What I do love is Bob Stanley’s turn of phrase and his enthusiasm for what is joyful in music which is often laugh out loud funny, as it was in “Let’s Do It”.  Once again, I love his apt descriptions.  Here he is on 70’s glam-rock legends Slade;

Dickensian singer Noddy Holder had a voice like John Lennon screaming down the chimney of the QE2; rosy-cheeked bassist Jim Lea looked as if he lived with his mum and bred racing pigeons; Dave Hill on guitar had the most rabbity face in the  world; while drummer Don Powell chewed gum and stared into space- even after he’d been in a horrific car crash and lost most of his memory, he looked exactly the same.

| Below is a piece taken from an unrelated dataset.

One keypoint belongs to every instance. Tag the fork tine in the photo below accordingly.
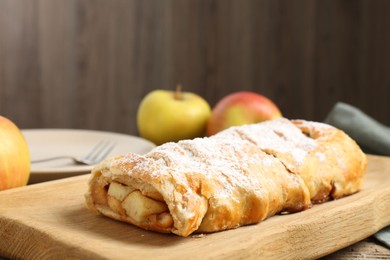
(100, 151)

This book is nearly a decade old which makes The Epilogue where Bob Stanley does a bit of projection into the future fascinating.  After decades of glory days there was a definite decline in the way pop music was perceived from probably the mid 90’s.  The stalwart barometer of taste “Top Of The Pops” fizzled out, the UK music press lost major titles and the UK chart became about marketing, with tracks attaining their highest position in the first week of sale there wasn’t the excitement of watching singles climb their way to the top.  He states he misses going to a record shop and that “Without the detail, pop music doesn’t have the desirability it once had; it’s not as wantable. Instant downloads require no effort and so demands less of an emotional connection -it’s less likely that you will devote time and effort to getting inside a new record, trying to understand it, if you haven’t made a physical journey to track it down in the first place.”

Ten years on and the unpredictability of pop means that this statement is both more so (with the predominance of streaming and the vast choice of instant access music) and less so (with the revitalisation of the vinyl market).  That is one of the great things about pop music, you never really know what is going to be around the corner but something will be.

This is an essential book about pop history even if it did not fill me with quite the same love and awe as “Let’s Do It.”  For anyone wanting an overview of popular cultural life in the last 50+ years this is a dream of a book.